Among those who came to visit her when she was no longer able to travel
was Mother Theresa of Calcutta, who had once pinned on Day's dress the
cross worn only by fully professed members of the Missionary Sisters of
Charity.
Long before her death November 29, 1980, Day found herself regarded by
many as a saint. No words of hers are better known than her brusque
response, "Don't call me a saint. I don't want to be dismissed so easily."
Nonetheless, having herself treasured the memory and witness of many
saints, she is a candidate for inclusion in the calendar of saints.
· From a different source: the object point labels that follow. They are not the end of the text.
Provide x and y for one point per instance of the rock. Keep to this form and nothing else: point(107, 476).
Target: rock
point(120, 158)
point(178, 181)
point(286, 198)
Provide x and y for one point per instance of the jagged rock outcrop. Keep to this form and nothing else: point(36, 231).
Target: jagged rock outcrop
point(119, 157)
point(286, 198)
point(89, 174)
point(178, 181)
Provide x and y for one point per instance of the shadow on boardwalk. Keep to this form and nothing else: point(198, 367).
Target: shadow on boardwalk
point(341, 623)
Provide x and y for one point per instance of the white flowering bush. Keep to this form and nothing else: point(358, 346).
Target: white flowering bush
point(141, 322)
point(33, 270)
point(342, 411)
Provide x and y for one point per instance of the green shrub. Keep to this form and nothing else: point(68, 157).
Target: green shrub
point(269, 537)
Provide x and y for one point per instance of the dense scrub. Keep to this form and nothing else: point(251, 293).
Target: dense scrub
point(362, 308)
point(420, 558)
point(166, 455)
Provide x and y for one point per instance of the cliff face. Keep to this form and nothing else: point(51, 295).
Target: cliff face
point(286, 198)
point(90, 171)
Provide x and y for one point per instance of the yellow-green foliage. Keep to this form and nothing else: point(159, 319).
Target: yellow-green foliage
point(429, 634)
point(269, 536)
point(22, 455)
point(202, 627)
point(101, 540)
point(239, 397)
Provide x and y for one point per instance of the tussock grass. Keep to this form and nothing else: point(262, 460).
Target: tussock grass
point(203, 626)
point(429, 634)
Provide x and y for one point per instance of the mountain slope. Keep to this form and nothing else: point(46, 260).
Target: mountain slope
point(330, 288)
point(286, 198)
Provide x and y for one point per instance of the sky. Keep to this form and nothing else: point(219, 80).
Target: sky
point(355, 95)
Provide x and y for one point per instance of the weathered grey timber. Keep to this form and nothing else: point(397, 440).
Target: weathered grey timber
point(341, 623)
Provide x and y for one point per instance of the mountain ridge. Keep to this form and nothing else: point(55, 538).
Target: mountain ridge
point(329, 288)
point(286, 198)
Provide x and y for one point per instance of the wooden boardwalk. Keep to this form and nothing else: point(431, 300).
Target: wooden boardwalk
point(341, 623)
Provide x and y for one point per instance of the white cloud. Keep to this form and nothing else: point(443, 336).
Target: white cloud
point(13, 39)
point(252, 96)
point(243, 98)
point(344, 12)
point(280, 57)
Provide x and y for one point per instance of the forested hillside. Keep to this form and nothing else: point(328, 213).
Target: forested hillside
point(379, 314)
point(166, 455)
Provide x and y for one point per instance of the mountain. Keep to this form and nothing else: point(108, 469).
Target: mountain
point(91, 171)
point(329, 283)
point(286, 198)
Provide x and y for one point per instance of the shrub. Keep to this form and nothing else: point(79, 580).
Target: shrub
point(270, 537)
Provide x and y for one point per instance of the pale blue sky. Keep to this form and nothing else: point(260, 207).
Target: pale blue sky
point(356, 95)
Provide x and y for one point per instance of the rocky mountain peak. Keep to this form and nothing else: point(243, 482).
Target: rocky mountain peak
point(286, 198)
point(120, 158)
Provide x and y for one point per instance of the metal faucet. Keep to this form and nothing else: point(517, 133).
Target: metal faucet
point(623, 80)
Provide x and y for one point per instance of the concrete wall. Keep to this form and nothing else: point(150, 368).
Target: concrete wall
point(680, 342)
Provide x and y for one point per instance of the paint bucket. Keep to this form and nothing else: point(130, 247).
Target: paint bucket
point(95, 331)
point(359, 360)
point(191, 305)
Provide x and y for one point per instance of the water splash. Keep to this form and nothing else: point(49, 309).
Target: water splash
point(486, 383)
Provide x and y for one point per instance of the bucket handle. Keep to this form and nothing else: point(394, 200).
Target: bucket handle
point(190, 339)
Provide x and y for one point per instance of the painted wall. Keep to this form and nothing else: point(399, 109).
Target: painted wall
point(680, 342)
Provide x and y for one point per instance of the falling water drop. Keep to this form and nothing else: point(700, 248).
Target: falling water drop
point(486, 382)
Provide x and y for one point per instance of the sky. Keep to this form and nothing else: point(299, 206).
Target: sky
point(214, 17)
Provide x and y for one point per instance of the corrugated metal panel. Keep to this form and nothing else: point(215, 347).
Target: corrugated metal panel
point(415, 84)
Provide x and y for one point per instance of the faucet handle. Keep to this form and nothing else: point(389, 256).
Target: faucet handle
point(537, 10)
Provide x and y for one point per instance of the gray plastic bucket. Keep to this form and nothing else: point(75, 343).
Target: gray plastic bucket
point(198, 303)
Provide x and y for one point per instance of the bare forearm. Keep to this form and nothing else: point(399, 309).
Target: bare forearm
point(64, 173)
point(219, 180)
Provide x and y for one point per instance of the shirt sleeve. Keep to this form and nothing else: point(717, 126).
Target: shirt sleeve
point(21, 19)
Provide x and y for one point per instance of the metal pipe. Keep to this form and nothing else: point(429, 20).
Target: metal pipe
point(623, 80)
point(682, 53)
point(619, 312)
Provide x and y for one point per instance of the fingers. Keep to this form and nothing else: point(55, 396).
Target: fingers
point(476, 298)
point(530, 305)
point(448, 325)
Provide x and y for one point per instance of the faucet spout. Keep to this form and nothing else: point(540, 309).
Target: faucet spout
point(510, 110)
The
Claretians have launched an effort to have her canonized.
"If I have achieved anything in my life," she once remarked, "it is
because I have not been embarrassed to talk about God."
Dorothy Day, founder of the Catholic Worker movement, was born in
Brooklyn, New York, November 8, 1897. After surviving the San Francisco
earthquake in 1906, the Day family moved into a tenement flat in Chicago's
South Side. It was a big step down in the world made necessary because
John Day was out of work. Day's understanding of the shame people feel
when they fail in their efforts dated from this time.
It was in Chicago that Day began to form positive impressions of
Catholicism. Later in life she would recall her discovery of a friend's
mother, a devout Catholic, praying at the side of her bed. Without
embarrassment, she looked up at Day, told her where to find her daughter,
and returned to her prayers. "I felt a burst of love toward [her] that I
have never forgotten," Day recalled.
When John Day was appointed sports editor of a Chicago newspaper, the Day
family moved into a comfortable house on the North Side. Here Dorothy
began to read books that stirred her conscience. Upton Sinclair's novel,
The Jungle, inspired Day to take long walks in poor neighborhoods in
Chicago's South Side. It was the start of a life-long attraction to areas
many people avoid.
Day had a gift for finding beauty in the midst of urban desolation. Drab
streets were transformed by pungent odors: geranium and tomato plants,
garlic, olive oil, roasting coffee, bread and rolls in bakery ovens.
"Here," she said, "was enough beauty to satisfy me."
Day won a scholarship that brought her to the University of Illinois
campus at Urbana in the fall of 1914. But she was a reluctant scholar. Her
reading was chiefly in a radical social direction. She avoided campus
social life and insisted on supporting herself rather than live on money
from her father.
Dropping out of college two years later, she moved to New York where she
found a job as a reporter for The Call, the city's only socialist daily.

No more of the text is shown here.